Thunderstorm in Kansas
Thunderstorm in Kansas (Photo credit: Wikipedia)

At the end of August, the U.S. National Academies Board on Research Data and Information (BRDI) met in Washington, DC. The Board is primarily a group of scientists who monitor the scientific landscape and propose initiatives to the National Research Council (NRC) related to data collection, management of data systems, and data sharing within the research community.

One of the speakers that day was Kelvin Droegemeier, Professor at University of Oklahoma. His presentation, A Strategy for Dynamically Adaptive Weather Prediction: Cyberinfrastructure Reacting to the Atmosphere, was fascinating from several perspectives. First, simply the notion that our weather prediction system — as good as it is — is a one-size-fits-all approach that has not been at all adaptive to conditions and storm development was quite interesting. The research work that Droegemeier is leading toward making the system adaptive, such that it could react both locally and quickly to focus attention on specific weather events (say that approaching thunderstorm with tornado potential) was even more fascinating. Finally, the implications for large-scale data analysis and storage (where massive amounts of data are generated daily) are particularly interesting to the research and scholarly communications community.

Dr. Droegemeier made the point that there was little value in storing all the fine-grain data for replicability purposes, since the scale of data collection was too massive, and the time-scale of that data use was so narrow that it would be both unnecessary and irrelevant. The atmosphere and the data being gathered to measure it, even at a very low resolution, is tremendous. One fact that he pointed out related to this was that most commercial airliners are collecting and transmitting weather data every six seconds at low altitudes and at between five and six minutes at higher altitudes while en route. This data stream alone is responsible for over 140,000 observations per day. Combined with other data streams, such as meteorological stations, weather radar, weather balloons, and other data collection methodology, the amount of weather data is massive even at a macro level.

Just as we all do (or should) pay attention when important things happen, it makes sense to collect finer grain data related to specific events that are predicted by lower-resolution monitoring. There are times when one will want to pay attention to every available detail, but that level of data collection, monitoring, and analysis isn’t always appropriate. But for every reduction in grid area that is being sampled, as is the case in Droegemeier’s work, the scale of the data management problem increases proportionally. At the highest level of data preservation, we simply cannot manage data at that scale over the long term. This has applications for data stewardship and data preservation, which obviously vary based on the use case.

One can certainly maintain the highest grain data if in retrospect it was an extraordinary discovery or event.  However, if fine grain detail was collected and nothing of consequence occurred, does that fine-grain detail need to be preserved? Probably not, without some other specific reason to do so. Obviously, this is a simplification, since you will want to retain some version of the data collected for re-analysis, but the raw data and the resolution of that data need not be preserved on an ongoing basis.

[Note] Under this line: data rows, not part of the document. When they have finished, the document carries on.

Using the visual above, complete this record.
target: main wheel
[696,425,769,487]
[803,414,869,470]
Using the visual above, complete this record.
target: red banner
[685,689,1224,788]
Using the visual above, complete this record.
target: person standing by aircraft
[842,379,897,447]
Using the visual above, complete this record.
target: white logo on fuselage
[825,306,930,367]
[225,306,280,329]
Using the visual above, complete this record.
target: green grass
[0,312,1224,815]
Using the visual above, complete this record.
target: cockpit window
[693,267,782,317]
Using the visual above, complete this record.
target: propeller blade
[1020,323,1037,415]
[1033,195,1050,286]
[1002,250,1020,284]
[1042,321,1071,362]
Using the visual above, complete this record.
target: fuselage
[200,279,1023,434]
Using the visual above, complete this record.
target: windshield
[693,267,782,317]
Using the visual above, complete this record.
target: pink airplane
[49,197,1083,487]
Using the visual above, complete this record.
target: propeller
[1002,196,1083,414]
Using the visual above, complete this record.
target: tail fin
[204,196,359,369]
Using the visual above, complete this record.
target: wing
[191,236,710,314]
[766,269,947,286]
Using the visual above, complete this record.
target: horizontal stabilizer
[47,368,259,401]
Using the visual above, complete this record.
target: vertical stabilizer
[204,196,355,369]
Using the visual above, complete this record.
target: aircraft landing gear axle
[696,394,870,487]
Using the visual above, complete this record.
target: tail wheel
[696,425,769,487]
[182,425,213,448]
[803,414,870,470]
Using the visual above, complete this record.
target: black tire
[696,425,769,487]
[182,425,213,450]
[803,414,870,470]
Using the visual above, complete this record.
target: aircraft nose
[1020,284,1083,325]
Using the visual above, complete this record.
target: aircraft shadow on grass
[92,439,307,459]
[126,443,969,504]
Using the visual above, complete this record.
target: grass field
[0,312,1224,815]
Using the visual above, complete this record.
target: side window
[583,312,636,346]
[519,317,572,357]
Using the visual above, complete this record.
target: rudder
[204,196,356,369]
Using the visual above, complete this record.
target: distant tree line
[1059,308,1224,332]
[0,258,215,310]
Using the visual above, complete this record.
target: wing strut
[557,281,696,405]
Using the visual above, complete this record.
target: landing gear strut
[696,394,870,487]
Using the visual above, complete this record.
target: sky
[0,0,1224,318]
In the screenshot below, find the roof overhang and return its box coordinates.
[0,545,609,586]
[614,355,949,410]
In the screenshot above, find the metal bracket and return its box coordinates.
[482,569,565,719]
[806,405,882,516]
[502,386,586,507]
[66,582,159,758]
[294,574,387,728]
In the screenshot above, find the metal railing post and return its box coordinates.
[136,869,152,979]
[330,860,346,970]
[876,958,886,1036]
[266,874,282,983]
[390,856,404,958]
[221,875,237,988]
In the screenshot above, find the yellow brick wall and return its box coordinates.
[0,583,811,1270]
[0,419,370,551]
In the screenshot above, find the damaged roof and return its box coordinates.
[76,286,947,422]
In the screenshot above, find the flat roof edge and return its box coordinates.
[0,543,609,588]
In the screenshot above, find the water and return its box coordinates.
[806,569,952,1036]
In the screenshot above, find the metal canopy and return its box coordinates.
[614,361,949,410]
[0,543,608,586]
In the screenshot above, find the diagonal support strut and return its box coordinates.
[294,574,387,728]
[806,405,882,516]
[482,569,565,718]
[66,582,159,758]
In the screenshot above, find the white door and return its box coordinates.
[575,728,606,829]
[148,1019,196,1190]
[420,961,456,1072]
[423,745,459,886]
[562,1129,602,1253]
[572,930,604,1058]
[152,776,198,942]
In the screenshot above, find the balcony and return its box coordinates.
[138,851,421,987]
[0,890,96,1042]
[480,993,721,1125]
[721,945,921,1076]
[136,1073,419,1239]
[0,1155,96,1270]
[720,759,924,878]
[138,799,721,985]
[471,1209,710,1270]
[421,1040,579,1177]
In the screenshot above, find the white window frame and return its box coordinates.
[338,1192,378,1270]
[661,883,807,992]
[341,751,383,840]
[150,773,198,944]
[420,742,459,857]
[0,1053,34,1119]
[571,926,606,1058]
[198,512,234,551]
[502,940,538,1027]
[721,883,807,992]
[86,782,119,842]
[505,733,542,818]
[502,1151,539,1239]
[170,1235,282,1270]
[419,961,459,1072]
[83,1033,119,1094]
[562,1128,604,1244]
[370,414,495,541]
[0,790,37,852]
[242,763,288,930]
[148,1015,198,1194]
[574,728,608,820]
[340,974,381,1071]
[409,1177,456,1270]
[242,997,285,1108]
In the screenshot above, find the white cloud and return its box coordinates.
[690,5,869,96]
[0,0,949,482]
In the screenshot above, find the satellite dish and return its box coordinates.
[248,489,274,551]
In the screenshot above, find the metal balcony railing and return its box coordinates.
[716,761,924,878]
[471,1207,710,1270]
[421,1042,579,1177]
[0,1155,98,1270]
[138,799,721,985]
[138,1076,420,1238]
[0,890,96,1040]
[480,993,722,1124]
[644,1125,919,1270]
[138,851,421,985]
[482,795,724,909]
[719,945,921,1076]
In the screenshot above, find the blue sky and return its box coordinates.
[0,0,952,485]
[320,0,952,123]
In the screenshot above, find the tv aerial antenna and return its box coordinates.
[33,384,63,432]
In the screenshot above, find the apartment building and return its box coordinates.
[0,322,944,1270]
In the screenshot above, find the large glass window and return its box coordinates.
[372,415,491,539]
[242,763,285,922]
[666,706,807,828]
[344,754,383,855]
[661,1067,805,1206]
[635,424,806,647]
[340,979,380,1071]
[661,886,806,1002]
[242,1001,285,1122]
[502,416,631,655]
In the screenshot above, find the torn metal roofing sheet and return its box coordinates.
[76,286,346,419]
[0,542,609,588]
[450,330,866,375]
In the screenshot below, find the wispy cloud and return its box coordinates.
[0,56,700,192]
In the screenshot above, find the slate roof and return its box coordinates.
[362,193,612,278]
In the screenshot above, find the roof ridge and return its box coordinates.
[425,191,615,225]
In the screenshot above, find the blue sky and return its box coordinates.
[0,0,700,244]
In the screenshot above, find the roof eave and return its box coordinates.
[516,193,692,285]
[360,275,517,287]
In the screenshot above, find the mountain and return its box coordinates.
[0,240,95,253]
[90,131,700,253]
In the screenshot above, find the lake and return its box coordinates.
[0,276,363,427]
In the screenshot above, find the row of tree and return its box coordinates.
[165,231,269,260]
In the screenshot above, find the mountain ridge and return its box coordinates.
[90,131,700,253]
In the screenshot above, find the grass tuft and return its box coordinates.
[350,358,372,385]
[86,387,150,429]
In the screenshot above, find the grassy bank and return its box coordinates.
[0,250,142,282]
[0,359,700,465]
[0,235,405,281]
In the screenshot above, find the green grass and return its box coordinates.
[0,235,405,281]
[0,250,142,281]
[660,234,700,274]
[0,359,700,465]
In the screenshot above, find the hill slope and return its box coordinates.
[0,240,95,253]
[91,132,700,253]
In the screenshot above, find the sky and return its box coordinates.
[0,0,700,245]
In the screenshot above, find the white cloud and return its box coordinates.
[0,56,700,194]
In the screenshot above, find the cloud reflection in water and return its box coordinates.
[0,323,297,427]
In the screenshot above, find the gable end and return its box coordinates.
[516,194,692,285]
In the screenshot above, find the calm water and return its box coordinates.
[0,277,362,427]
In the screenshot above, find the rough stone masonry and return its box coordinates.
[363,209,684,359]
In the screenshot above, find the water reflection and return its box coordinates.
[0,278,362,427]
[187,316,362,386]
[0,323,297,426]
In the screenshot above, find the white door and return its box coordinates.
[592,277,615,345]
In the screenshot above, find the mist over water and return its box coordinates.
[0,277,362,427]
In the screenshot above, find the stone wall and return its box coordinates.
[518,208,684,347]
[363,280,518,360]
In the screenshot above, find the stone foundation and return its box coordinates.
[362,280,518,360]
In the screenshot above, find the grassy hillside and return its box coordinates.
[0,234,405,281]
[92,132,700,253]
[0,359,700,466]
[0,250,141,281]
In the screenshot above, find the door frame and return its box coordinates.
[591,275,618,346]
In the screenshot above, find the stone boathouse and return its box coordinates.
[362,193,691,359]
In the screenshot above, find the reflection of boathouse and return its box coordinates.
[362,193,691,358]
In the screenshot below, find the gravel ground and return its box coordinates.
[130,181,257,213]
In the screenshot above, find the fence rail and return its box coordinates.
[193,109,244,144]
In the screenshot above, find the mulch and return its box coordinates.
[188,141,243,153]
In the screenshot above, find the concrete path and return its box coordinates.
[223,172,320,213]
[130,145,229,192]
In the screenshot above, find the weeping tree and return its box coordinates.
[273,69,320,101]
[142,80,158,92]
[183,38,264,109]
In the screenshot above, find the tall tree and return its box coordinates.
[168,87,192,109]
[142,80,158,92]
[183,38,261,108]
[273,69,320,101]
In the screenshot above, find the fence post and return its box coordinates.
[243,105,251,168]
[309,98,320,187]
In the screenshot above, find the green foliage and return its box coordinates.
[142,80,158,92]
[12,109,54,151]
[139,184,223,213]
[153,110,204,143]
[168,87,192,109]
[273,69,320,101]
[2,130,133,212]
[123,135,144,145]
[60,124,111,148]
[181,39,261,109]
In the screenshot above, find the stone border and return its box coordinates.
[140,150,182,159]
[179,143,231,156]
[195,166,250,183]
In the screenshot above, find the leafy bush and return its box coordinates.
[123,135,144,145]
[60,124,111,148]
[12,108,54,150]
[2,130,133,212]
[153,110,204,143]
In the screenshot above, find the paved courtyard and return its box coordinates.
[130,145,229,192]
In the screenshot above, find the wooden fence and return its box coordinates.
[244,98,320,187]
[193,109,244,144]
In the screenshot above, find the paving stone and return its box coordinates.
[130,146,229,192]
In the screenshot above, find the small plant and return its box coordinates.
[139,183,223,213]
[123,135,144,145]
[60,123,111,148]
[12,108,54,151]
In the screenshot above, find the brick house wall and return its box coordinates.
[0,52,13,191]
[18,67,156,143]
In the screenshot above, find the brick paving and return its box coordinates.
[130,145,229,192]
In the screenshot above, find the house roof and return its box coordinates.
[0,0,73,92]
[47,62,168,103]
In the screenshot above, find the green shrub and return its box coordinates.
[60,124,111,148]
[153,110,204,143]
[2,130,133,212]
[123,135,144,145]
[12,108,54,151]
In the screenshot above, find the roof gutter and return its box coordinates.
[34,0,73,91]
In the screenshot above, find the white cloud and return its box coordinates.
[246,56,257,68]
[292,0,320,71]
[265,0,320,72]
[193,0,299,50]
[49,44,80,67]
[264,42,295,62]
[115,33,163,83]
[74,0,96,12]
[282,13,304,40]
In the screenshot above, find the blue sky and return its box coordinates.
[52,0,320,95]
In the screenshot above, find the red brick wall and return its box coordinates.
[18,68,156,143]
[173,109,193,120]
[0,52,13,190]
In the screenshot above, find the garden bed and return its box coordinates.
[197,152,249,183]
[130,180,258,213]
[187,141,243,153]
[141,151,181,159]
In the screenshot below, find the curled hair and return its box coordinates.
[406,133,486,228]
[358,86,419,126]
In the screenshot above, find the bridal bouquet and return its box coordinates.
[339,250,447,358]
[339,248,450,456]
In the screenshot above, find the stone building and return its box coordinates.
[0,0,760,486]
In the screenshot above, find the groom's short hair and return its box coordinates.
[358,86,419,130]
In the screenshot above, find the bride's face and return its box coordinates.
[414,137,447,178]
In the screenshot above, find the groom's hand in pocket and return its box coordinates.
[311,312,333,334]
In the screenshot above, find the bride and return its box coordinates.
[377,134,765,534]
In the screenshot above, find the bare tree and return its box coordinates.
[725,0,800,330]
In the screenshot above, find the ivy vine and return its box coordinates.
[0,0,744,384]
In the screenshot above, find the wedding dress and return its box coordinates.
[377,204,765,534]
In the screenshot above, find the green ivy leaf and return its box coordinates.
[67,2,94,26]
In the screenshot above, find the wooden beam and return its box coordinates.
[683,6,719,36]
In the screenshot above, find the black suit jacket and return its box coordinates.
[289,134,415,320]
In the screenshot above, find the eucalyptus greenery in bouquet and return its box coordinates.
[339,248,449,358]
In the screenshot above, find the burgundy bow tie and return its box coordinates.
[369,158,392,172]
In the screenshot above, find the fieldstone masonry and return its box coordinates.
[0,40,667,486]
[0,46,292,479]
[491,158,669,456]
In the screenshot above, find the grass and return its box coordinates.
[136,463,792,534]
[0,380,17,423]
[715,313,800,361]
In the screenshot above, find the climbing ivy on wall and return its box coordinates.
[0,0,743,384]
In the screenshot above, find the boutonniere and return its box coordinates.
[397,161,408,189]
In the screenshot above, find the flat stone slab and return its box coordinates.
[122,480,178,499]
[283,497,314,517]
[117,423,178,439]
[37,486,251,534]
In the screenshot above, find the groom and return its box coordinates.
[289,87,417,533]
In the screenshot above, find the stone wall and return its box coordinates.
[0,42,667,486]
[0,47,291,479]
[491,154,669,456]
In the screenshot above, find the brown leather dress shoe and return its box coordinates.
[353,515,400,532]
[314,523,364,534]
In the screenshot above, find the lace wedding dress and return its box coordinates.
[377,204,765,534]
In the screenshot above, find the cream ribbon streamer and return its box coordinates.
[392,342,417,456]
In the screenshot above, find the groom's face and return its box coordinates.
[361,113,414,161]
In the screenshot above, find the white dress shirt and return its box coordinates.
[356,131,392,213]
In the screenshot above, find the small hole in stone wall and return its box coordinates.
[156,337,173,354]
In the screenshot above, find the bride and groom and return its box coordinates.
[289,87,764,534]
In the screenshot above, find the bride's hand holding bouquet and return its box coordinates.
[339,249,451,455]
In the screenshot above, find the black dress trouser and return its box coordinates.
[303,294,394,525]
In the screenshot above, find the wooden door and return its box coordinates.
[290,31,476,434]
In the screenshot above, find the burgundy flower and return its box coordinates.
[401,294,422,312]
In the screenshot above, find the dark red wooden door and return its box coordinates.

The same is true, perhaps at an even greater scale, when considering astronomical data. A group of organizations led by the NSF is planning to build the Large Synoptic Survey Telescope (LSST) facility in Peru. This single telescope will collect as much as 30 terabytes per night of data. Data at that scale could barely be transmitted much less stored for any length of time in its raw form. Jeff Kantor, LSST data management project manager, described the problem:

At 1 Gbps, 30TB would take 67 hours to download (without overhead).

Even with a network operating at 2.5 times that speed, it would still take significantly longer to transmit the data than to gather or process it. Of course, we could build tremendous storage facilities to keep everything that the LSST creates, but this quickly runs into both cost and systems management issues. A more realistic approach is to process the data, transform it, and save specific elements, sections, or characteristics of the original data stream.

At issue is the granularity of a dataset and the processing power necessary to analyze that data. If the resource is sufficiently large and the needed processing is sufficiently complex or time consuming, realistically will anyone ever reprocess it? One might process today’s data or analyze the results of processing yesterday’s data compared with what actually happened, but the comparison wouldn’t likely need the full dataset, simply the outputs.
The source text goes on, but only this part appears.